The signal processing community is very into machine learning. Although I am not sure of the implications of this fact, this intersection already produced very interesting results – such as Smaragdis et al.’s work. Lots of papers related to deep learning were presented. Although in many cases people were naively applying DNN or LSTMs to a new problem, there also was (of course) amazing work with inspiring ideas – I highlight some:
- Koizumi et al. propose using reinforcement learning for source separation. This work introduces how to use reinforcement learning for audio signal processing.
- Ewert et al. propose using a variant of dropout that can be used to induce models to learn specific structures by using information from weak labels.
- Ting-Wei et al. propose doing frame-level predictions with a fully convolutional model that also uses gaussian kernel filters (first introduced by them) trained with clip-level annotations in a weakly-supervised learning setup.
It was also funny to see how IBM (keynote) and Microsoft (Xiong et al.) openly fight for having the best performing automatic speech recognition system. However, the take away message from their presentations is: “Fuse the predictions of different deep architectures. You can achieve supra-human performance if you have enough data and you keep the list of different architectures long”. I wonder if they can approach it differently: What about using directly waveforms? Or embedding domain knowledge to the architectures so that these are speech specific?
Audio-set, what aims to be audio’s ImageNet, was released during the conference. Now it is time to dig into it and time will tell how this dataset affects our community. Researchers from the same lab (Harshey et al.) presented a CNN model based on computer-vision architectures for sound classification. It was announced that they will: (i) release the trained model, and (ii) upload features extracted with previously mentioned model for all Audio-set.

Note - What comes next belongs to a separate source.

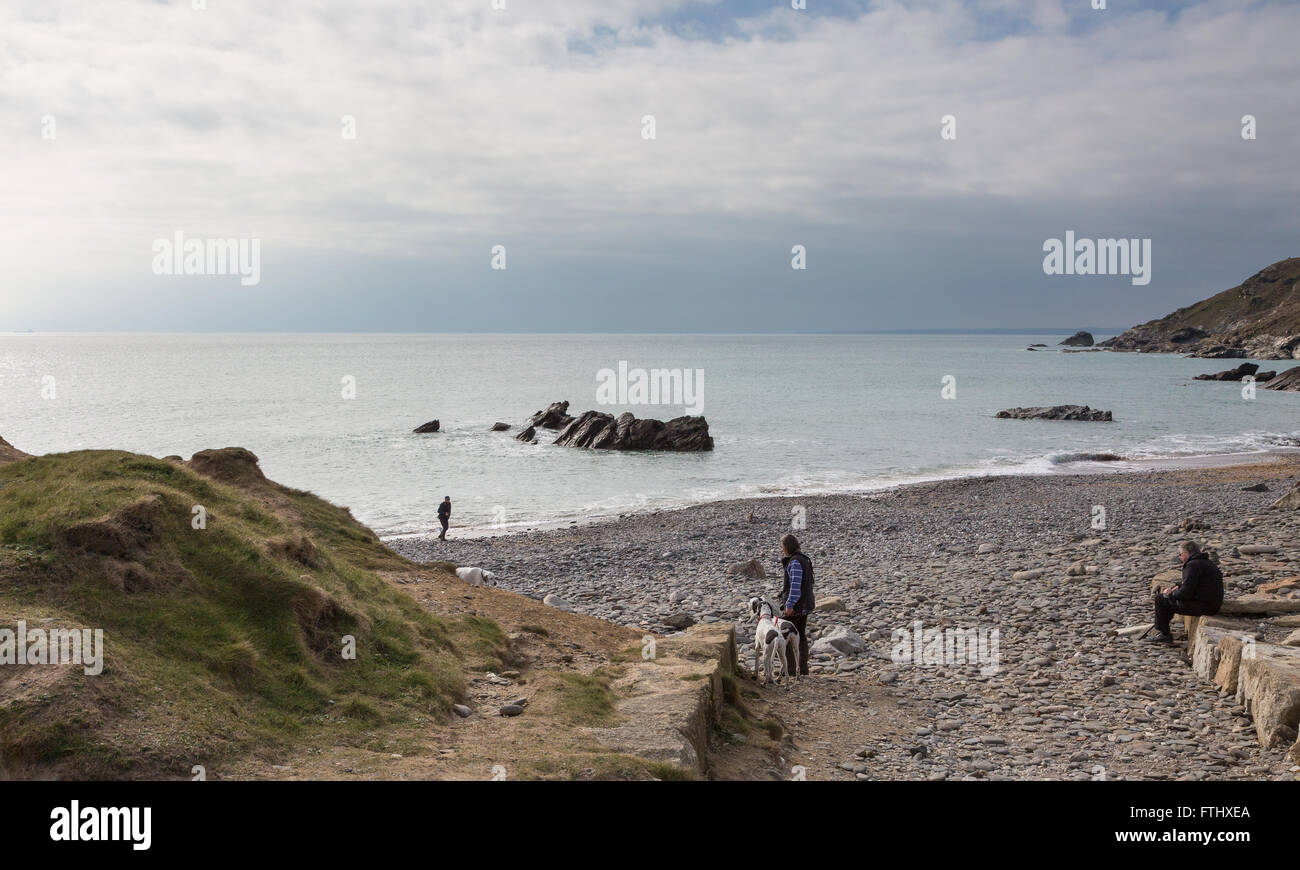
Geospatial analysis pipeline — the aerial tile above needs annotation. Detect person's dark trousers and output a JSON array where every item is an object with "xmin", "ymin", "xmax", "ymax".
[
  {"xmin": 783, "ymin": 614, "xmax": 809, "ymax": 676},
  {"xmin": 1156, "ymin": 594, "xmax": 1218, "ymax": 635}
]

I also noticed that approaches guiding the learning process of deep models with well-stablished signal processing ideas – such as ours: Pons et al. or Ewert et al. – , were well-received by the community. ICASSP folks will construct solid bridges between signal processing wisdom and machine learning.
Finally, I want to highlight the missing ones: very (very!) few papers were using modern generative models – ie. Wavenet (none) or GANs (ie. Chang et al. and Kaneko et al.) – and no conclusive work was presented using waveforms as front-end.
The location was so cool: New Orleans rocks! Passionate research discussions happened at Frenchman Street – surrounded by jazz.
Warning! This post is biased towards my interests (deep audio tech). ICASSP is so huge that there is no way one can assist to all presentations. Feel free to suggest any addition to this list. I will be happy to update it with interesting papers I missed!
References:
Smaragdis et al. – A neural network alternative to non-negative audio models.
Koizumi et al. – DNN-based source enhancement self-optimized by reinforcement learning using sound quality measurements.
Ewert et al. – Structured dropout for weak label and multi-instance learning and its application to score-informed souce separation.
Ting-Wei et al. – Weekly-supervised audio event detection using event-specific gaussian filters and fully convolutional networks.
Xiong et al. – The Microsoft 2016 conversational speech recognition system.
Harshey et al. – CNN architectures for large-scale audio classification.
Pons et al. – Designing efficient architectures for modeling temporal features with convolutional neural networks.
Chang et al. – Learning representations of emotional speech with deep convolutional generative adversarial networks.
Kaneko et al. – Generative adversarial network-based postfilter for statistical parametric speech synthesis.